When Thomas Hobbes exclaimed in the 17th century that ‘knowledge is power’ (or more accurately, ‘scientia potentia est’), it is pretty certain he wasn’t wrestling with the problem of how best to regulate the excessive behaviour of banking and financial services.
Yet there is a gaping hole in the government’s current plans to reform the Financial Services Authority – a vacuum of information which can only be filled if we learn the lesson that we need to know the detailed facts about the real time nature of global financial data.
Over the past three weeks I have been spending all day on Tuesdays and Thursdays with a dozen MPs trying to scrutinise the 313 pages of the Financial Services Bill in committee room 12. As Labour’s spokesperson on the Bill I have several criticisms of George Osborne’s plans to split the FSA into a new Prudential Regulation Authority and Financial Conduct Authority who will take close direction from the Governor of the Bank of England. There are deficiencies in accountability of the new regulators and a mismatch with the European supervisory authorities who can overrule them. But perhaps one of the greatest shortcomings is the regulators’ continued inadequacies in gathering data, improving transparency and ensuring timely disclosure within our financial system.

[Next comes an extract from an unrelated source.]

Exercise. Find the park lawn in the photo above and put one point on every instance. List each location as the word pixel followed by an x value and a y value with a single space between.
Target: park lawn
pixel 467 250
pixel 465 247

While the need to improve the systemic oversight and sustainability of financial services is clear, the success of a new ‘prudential regulation’ process will rest on the information and analytical capabilities available to those charged with forecasting potential crises before they hit – which is why I am proposing amendments to radically enhance the data collection system. In my view, the new PRA regulator must at the very least have the power to demand transaction-level transparency from the companies it regulates. America’s Dodd Frank Act already gives their regulators this power, through their Office of Financial Research.
Why is this level of rigour necessary? On 10th October 2007, the UK’s regulator did not stop a hostile takeover of ABN AMRO by the Royal Bank of Scotland, even though it noted the lack of information available. It felt the public nature of the ignorance was such that there could be no intervention. Only eleven months later, the same regulator stopped Barclays from buying a soon to be bankrupt Lehman Brothers, and it was only after this deal collapsed that Lehman filed for bankruptcy. Then the regulator felt that ignorance of what was going on was sufficient to stop the transaction.
Such a lack of information is now inexcusable. But improved data collection needn’t be a burden; investment banks are already reporting most of their financial transactions through centralised clearing operations. So if they’re doing this already, regulators should have access to that information. If our regulation following this Bill is going to be fit for the 21st century, we need to give our regulators a map of what the risks are in our financial system and where they’re concentrated. The Americans have already begun this by creating an Office of Financial Research, and we should make sure that the Bank of England has a data centre able to match these capabilities.
Doing this in the UK would require the creation of standardised databases of counterparties and financial instruments. Reporting could then be made to the Bank of England’s data centre in real time as and when each trade is transacted. The value to the City of these standardised databases should also not be underestimated. It would facilitate a much better consolidation of risk management within firms and allow further much-needed innovation in this area. Knowledge isn’t only essential for the regulator, it’s essential for banking executives too.
We all hope that there will never be another global crisis of the scale of 2008. But the post mortem of those events should be teaching us the right lessons. Not all banks lent recklessly, but the problem when the crisis came was that the regulator couldn’t discern the neglectful ones and guarantee the sensible ones. Instead, the Government had little choice but to protect the whole system. Next time, with regulators informed and armed with the measure of each player in the system, there should be no reward for failure. At times of collapse, the regulator could have clearer information on which investment banks were reckless – with no excuse to bailout losers.
There are many strands to renewing trust with the City, and fair remuneration is one of them. And many people want to let the City continue innovating and providing finance and supporting innovation. But until they believe that reckless behavior will be caught before we get to a system-wide collapse, they will withhold their support.
In February 2007 the then chief executive of RBS told shareholders that they had successfully avoided sub-prime lending. Unknown to shareholders, and only revealed in the FSA’s report on RBS’s demise, in fact, RBS had decided in June 2006, eight months prior to reassuring the market, that they would expand into the high risk structured credit business of US sub prime. They became so dominant that their “success” was recognised by the award of ‘North American Securitization Bank Of The Year’ for 2007. Though the erosion of RBS’s capital is often blamed on ABN’s toxic portfolio, of the £7.8bn lost in 2008, £5.5bn was lost in the old RBS, £2.3bn in ABN.
Whether RBS was too big, its business too complex, or it had people who just didn’t understand the products they were dealing with, we cannot continue with this private information remaining hidden within the banks. By creating a data centre within the Bank of England as envisaged by our amendment to the Bill, we can create a regulatory regime that is fit for purpose. Without it we leave our regulators blind; still regulating a 21st century system with 20th century tools. To regulate the banks without relevant information is to regulate in ignorance. I hope the Government sees the need for their Bill to contain the right tools to do the job properly.